1) Combattere la violenza contro le donne significa liberare energie e risorse per la società nel suo insieme. La violenza di genere è un fenomeno strutturale legato alla cultura e all’organizzazione sociale. Per questo è una lente per leggere tutto il resto. Oltre a potenziare ancora le strutture e le misure di protezione, come abbiamo continuato a fare anche con il Cura Italia, occorre investire sui percorsi di autonomia delle donne. Riproponiamo di istituire un fondo ad hoc con 5 milioni. Bisogna imparare a valutare l’impatto sul genere di tutte le politiche, in modo trasversale, per arrivare ad una società più equa, sostenibile, virtuosa.

2) E’ essenziale, nel potenziamento del SSN, garantire subito sicurezza a tutti gli operatori sanitari e dare valore al lavoro delle donne, assicurando loro vere possibilità di carriera, anche attraverso quote negli organismi di vertice. E’ necessario dare seguito agli studi e alla ricerca sulla medicina di genere.
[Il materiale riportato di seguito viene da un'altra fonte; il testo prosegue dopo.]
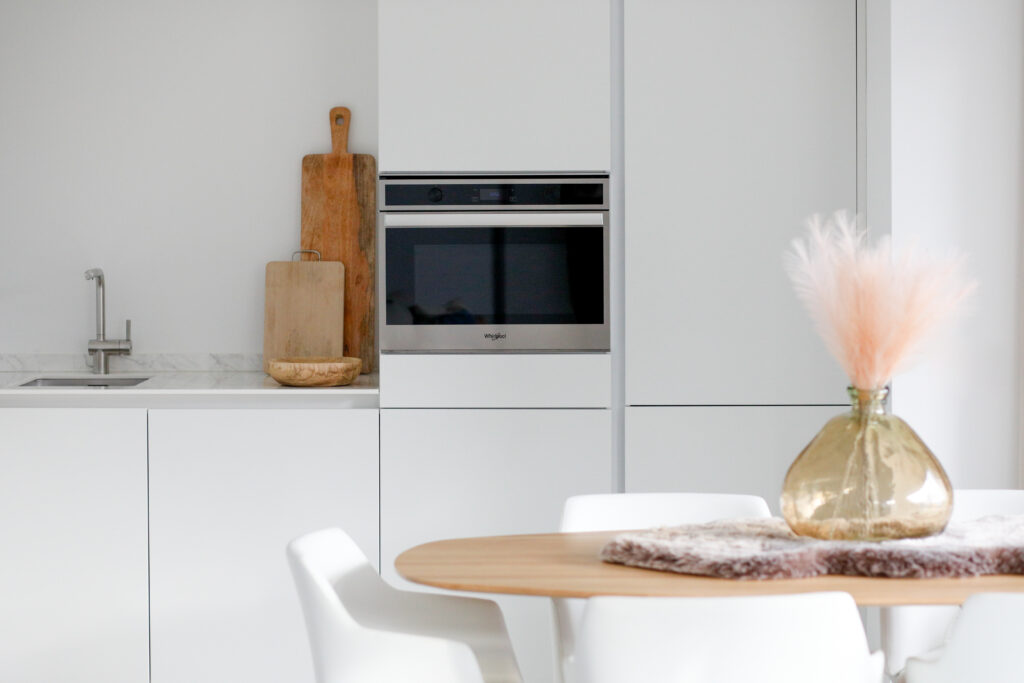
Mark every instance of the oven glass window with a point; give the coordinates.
(488, 275)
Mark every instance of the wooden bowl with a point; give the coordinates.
(314, 372)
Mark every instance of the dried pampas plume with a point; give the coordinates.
(872, 307)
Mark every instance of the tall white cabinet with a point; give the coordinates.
(449, 473)
(494, 86)
(228, 488)
(719, 449)
(74, 602)
(739, 122)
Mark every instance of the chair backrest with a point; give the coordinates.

3) Serve un nuovo Patto per il lavoro e bisogna investire davvero sul valore sociale della maternità. L’esperienza forzata dello smart working va tradotta in una buona pratica ordinaria. Può contribuire finalmente alla reale condivisione del lavoro di cura e delle responsabilità familiari tra i genitori e a migliorare la conciliazione per tutti dei tempi di vita e di lavoro. Si può tradurre in maggiore efficienza, evitando invece che sia un carico più pesante solo per una metà del cielo. E’ necessario ridisegnare, da subito, i nuovi diritti delle lavoratrici e dei lavoratori nella fase di transizione. Va incentivato un nuovo protagonismo femminile nel mondo del lavoro, investendo davvero sull’occupazione delle donne soprattutto delle giovani.

4) La scuola non può perdere la sua funzione educativa e l’istruzione, la formazione e la ricerca devono essere il pilastro della società. Esiste un diritto all’inserimento nei percorsi educativi per i bimbi da 0 a 6 anni e comunque si deve pensare al benessere dei minori, in relazione alla socialità. Se la prospettiva più immediata resta, almeno in parte, l’homeschooling, ciò non può significare abbandonare bambini e ragazzi alla buona volontà degli insegnanti e a genitori (soprattutto madri) che dovranno tornare al lavoro. Occorre riorganizzare la scuola, coinvolgere anche il Servizio pubblico televisivo, pensare in modo innovativo anche per rispondere alle esigenze dei più piccoli.

5) Il nuovo Welfare dovrà partire dalla valorizzazione del lavoro di cura, anche con il coinvolgimento delle aziende. In questa fase di transizione, è necessario pensare a congedi parentali veri a stipendio pieno anche per chi è in smart working, a nuove forme di flessibilità, a contributi e premialità fiscali per aiuto domestico e babysitting, facendo in questo modo emergere molto lavoro nero. È forse arrivata l’ora di pensare a retribuire il lavoro domestico, anche in part time e condiviso tra uomini e donne.

6) Correggiamo la rotta anche sul fronte ambientale, premiamo l’innovazione, cogliamo l’occasione della digitalizzazione forzata. Semplifichiamo la vita delle persone e dei centri urbani. Puntiamo sullo sviluppo sostenibile e sull’economia circolare. Coinvolgiamo le ragazze e i ragazzi in questo progetto, da subito.
E’ un libro dei sogni e non ci sono le risorse? Molti punti che ho elencato in realtà richiedono sopratutto la riorganizzazione dell’esistente, la finalizzazione di risorse già stanziate o di quelle che stanzieremo, anche grazie all’Ue. E’ necessario operare delle scelte precise ed è per questo che serve finalmente un pensiero femminile e femminista.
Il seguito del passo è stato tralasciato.